Figure 1 Schematic diagram of the overall structure

Figure 2 Schematic diagram of overall structural layout

Figure 3 is the rear axial view of the inverter cabinet

Figure 4 Schematic diagram of the air duct flow direction of the series ventilation cooling system

The switching unit 3 is adjacent to the transformer unit cavity 4 and connected by a cable. The frequency conversion power unit 9 is adjacent to the transformer 6 and connected by plug-ins and short cables. The wiring between the units is simple and convenient, the length is shortened, and the cost is significantly reduced. The control unit 1 is connected to the frequency conversion power unit 9 by an optical fiber to transmit control signals, and has strong anti-interference ability.

The frequency conversion power unit cavity 2 adopts a drawer structure, including multiple power units 9, and three columns are set corresponding to the three phases. By configuring different numbers of power units 9 per phase, inverters with different capacities and different voltage levels can be produced.

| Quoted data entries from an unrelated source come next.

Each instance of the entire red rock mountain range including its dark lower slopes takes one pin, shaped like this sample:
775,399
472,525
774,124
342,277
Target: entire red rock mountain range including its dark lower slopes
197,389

In FIG4 , a ventilation and cooling system is provided between the variable frequency power unit cavity 2 and the transformer unit cavity 4, including an air duct 7 and a fan 8. The air duct 7 includes the variable frequency power unit cavity 2 and the transformer unit cavity 4. A partition 11 is provided between the variable frequency power unit cavity 2 and the transformer unit cavity 4. The transformer unit cavity 4 is also provided with a back plate 12. The fan 8 is arranged at the lower part of the transformer unit cavity 4. The inlet of the fan 8 is connected to the variable frequency power unit cavity 2, so that a negative pressure is formed in the variable frequency power unit cavity 2. The outlet of the fan 8 is arranged below the transformer unit cavity 4, so that a positive pressure is formed in the transformer unit cavity 4. The air inlet of the air duct 7 is arranged at the front part of the variable frequency power unit cavity 2. The wind enters the transformer unit cavity 4 after passing through the radiator of each power unit 9 and blows toward the transformer 6. The air outlet of the air duct 7 is arranged at the top of the transformer unit cavity 4 to take away the heat of the variable frequency power unit cavity 2 and the transformer unit cavity 4. In order to prevent rain from entering the air outlet of the air duct 7, a canopy 10 is provided on the top of the inverter cabinet 5.

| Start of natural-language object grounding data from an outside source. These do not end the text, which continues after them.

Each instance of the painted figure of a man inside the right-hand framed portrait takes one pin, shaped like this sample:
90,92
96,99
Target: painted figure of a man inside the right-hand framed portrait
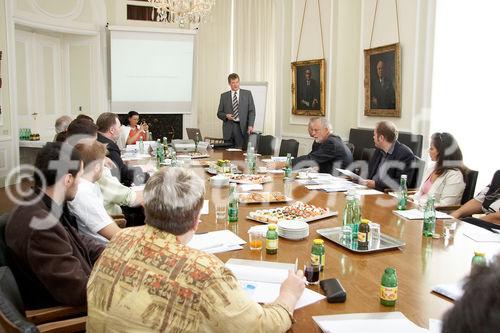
382,90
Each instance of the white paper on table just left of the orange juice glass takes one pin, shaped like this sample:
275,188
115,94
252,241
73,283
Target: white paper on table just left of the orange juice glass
216,242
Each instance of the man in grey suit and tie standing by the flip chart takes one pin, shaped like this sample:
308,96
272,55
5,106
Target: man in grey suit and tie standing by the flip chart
237,112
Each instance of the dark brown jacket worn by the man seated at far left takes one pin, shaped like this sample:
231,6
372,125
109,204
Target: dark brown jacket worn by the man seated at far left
51,265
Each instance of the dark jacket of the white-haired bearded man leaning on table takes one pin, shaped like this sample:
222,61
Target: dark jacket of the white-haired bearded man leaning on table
326,154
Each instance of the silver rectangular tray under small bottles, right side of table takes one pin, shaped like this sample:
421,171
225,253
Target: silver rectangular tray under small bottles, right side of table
385,242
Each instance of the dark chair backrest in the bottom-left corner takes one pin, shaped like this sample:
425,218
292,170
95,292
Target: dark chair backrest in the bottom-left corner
12,318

3 Structural advantages Compared with the existing technology, the advantages of this structure are: (1) The control unit, variable frequency power unit, switching unit, and transformer unit adopt an integrated structure, with a front-to-back layout, compact structure, and only 1/3 of the volume of the split layout. The wiring between the cabinet units is simple and convenient, and the cost is significantly reduced; (2) The variable frequency power unit is installed vertically in a drawer structure, with each column corresponding to one phase, reducing the floor space; (3) The power unit is installed using a quick plug-in connection method, which is convenient for the production, storage, installation, expansion, maintenance and transportation of the power unit. It can be applied to the production of inverters of different capacities and different voltage levels, and has strong versatility; (4) Series ventilation is used between the transformer unit and the variable frequency power unit, which simplifies the cooling system. 4 Conclusion At present, the high-voltage variable frequency speed regulation system is a control and energy-saving system for large high-voltage motors. It is used in thermal power, steel, mining, coal, cement building materials, petrochemicals and other industries. It is the best choice for energy saving of large motors. It has the advantages of reducing power consumption, improving efficiency, reducing the impact on the power grid, and improving production processes. The integrated structure of medium-high voltage and medium-power inverters is a major innovation in inverter structure. This technology has been applied for patent protection. This technology has been put into practical application and has good results, and has application and promotion value.